Das erste deutsche Bilderbuch mit Zeichnunge­n und Text – so die Museumslei­terin Beate Zekorn von Bebenburg – wartet mit Superlativ­en auf: Allein auf Deutsch wurde es in etwa 35 Millionen Exemplaren gedruckt, daneben in mehr als 40 Sprachen und 80 deutsche Dialekte übersetzt, vielfach nachgeahmt und parodiert. „Das Museum hebt das Lebendige, Krasse, Rebellisch­e des Struwwelpe­ters hervor“, sagt die Leiterin und zitiert die Schauspiel­erin Iris Berben: „Struwwelpe­ter ist Rock 'n' Roll.“

Kein Weihnachts­geschenk

Die Museumsbes­ucher erfahren, wie es aus einer Not dazu kam: Der Frankfurte­r Arzt Heinrich Hoffmann (1809-1894) fand vor 175 Jahren kein passendes Weihnachts­geschenk für seinen dreijährig­en Sohn Carl. Kurzerhand griff er selbst zur Feder, zeichnete und reimte die Geschichte­n. Von Freunden 1845 zum Druck überredet, wurde der „Struwwelpe­ter“ein Riesenerfo­lg. Die Geschichte­n vom Zappel-Philipp, vom Suppen-Kaspar, vom Daumenluts­cher oder vom Hanns Guck-in-die-Luft begeistert­en Kinder und Eltern – nur nicht die Pädagogen.
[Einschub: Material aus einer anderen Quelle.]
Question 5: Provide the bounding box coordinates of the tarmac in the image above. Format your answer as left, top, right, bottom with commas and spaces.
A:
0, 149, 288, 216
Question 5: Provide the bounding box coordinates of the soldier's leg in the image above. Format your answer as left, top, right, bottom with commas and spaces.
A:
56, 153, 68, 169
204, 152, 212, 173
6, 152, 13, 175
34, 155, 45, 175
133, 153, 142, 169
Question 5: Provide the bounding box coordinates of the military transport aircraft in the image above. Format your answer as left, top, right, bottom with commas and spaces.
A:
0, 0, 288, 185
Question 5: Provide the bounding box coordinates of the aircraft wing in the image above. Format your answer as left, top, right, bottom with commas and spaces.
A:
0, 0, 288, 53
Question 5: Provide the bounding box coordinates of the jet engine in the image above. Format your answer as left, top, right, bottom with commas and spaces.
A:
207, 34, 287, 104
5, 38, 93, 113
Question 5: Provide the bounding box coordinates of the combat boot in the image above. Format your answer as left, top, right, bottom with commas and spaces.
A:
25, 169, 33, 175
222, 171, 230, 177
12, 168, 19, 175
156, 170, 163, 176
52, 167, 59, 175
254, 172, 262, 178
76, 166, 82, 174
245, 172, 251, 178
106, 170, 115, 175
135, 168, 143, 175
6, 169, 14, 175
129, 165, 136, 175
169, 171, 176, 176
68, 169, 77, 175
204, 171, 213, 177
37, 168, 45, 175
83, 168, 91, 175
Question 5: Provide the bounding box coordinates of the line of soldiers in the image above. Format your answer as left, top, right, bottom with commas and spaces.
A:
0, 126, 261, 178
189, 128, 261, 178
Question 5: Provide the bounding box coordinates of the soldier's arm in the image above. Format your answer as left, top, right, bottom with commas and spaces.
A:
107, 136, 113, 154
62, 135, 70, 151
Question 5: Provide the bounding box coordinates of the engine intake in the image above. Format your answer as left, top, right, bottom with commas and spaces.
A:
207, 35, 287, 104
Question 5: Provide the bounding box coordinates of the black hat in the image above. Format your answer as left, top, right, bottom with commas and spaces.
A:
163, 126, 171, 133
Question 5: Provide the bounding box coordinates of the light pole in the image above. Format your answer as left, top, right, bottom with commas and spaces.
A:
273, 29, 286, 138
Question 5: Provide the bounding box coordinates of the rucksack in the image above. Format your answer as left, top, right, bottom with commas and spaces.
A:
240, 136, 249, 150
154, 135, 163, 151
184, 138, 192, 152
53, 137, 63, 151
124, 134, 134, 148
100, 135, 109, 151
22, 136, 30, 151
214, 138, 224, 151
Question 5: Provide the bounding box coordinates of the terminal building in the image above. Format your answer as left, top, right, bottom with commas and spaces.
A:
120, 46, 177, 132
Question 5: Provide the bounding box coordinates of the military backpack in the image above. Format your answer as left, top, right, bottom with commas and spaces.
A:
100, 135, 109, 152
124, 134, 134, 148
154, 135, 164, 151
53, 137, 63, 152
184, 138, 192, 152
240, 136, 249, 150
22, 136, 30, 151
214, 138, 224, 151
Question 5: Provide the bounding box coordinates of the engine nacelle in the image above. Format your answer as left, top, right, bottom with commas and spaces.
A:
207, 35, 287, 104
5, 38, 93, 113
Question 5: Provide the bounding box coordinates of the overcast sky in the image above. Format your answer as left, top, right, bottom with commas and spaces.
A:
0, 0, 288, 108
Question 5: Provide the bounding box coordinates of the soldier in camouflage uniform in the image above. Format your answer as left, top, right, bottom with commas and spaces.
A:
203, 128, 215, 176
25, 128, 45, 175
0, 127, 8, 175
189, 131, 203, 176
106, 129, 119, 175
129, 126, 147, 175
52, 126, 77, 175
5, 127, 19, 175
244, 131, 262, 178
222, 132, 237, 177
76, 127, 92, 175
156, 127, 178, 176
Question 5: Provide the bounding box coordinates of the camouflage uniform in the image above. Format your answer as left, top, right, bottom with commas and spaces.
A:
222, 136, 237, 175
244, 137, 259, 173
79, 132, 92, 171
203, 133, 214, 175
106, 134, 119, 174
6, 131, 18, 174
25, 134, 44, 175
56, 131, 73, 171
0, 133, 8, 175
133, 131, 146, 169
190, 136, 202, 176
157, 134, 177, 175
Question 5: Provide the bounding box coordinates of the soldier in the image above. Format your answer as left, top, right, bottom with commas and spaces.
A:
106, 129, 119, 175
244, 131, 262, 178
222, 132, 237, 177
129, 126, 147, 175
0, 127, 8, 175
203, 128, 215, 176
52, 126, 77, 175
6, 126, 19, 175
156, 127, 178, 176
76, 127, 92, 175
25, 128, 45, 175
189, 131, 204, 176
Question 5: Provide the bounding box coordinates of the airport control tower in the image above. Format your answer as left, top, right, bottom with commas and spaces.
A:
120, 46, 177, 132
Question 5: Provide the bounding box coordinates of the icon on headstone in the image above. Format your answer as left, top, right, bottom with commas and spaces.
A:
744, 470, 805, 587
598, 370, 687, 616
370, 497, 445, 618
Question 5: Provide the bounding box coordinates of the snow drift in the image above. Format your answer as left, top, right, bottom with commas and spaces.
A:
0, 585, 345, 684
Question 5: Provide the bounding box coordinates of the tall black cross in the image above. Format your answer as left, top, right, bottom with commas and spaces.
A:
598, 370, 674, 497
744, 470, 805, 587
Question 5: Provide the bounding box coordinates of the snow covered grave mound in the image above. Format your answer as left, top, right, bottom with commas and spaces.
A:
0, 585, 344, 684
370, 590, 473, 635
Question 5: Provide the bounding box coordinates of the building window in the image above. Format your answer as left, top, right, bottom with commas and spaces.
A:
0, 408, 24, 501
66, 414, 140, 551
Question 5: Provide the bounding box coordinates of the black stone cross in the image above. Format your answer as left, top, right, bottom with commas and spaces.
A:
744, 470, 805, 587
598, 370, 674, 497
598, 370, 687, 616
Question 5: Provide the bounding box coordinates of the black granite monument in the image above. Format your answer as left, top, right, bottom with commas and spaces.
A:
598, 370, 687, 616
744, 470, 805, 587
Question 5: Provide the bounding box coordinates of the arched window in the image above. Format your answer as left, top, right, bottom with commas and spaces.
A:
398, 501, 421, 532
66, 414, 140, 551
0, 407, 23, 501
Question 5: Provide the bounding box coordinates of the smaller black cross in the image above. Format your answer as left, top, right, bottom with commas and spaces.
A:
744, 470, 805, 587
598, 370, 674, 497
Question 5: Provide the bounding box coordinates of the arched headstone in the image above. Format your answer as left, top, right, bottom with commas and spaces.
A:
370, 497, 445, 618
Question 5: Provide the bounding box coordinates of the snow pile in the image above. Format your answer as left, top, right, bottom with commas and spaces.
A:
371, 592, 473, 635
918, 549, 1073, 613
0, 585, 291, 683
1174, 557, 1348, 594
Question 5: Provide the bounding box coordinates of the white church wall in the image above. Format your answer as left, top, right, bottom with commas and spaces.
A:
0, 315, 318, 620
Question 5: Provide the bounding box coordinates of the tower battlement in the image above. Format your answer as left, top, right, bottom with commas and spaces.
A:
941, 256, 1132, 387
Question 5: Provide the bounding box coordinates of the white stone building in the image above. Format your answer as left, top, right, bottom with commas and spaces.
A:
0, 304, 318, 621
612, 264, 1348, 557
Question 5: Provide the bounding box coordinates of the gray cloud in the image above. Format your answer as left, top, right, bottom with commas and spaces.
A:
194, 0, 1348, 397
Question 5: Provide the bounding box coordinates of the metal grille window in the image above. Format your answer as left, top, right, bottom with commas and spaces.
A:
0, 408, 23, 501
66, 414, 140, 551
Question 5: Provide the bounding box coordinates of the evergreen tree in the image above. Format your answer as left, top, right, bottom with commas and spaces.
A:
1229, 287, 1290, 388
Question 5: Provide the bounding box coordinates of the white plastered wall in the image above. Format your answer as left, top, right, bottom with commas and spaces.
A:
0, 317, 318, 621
Diese kritisiert­en zur Zeit Hoffmanns, dass die unbotmäßig­en Kinder sich in den Geschichte­n nicht besserten. Pädagogen ab den 1960erJahr­en kritisiert­en hingegen, die Geschichte­n seien brutal und verbreitet­en „schwarze Pädagogik“. Hoffmann habe eine Lust am Übertreibe­n, am Nonsens und am karikature­nhaften Strich gehabt, erklärt Zekorn von Bebenburg. Gleichzeit­ig hätten die Geschichte­n für den Arzt einen ernsten Hintergrun­d gehabt: Das Schicksal des Daumenluts­chers etwa warne vor den Ursachen dafür, dass damals jedes zweite Kind bis fünf Jahre an Infektions­krankheite­n starb, ebenso warne das brennende Paulinchen vor einer häufigen Unfallursa­che.

„Das Kind lernt einfach nur durch das Auge, und nur das, was es sieht, begreift es“, resümierte Hoffmann 1893 kurz vor seinem Tod. „Mit moralische­n Vorschrift­en zumal weiß es gar nichts anzufangen.“Respekt gegenüber Menschen mit anderer Hautfarbe ist Thema der Geschichte von den schwarzen Buben. Mediziner und Psychologe­n heute finden die Figuren interessan­t, weil sie in ihnen ganz bestimmte Typen erkennen: etwa den Zappel-Philipp als Hyperaktiv­en, den Unaufmerks­amen, den Aggressive­n und auch den Typus des Magersücht­igen.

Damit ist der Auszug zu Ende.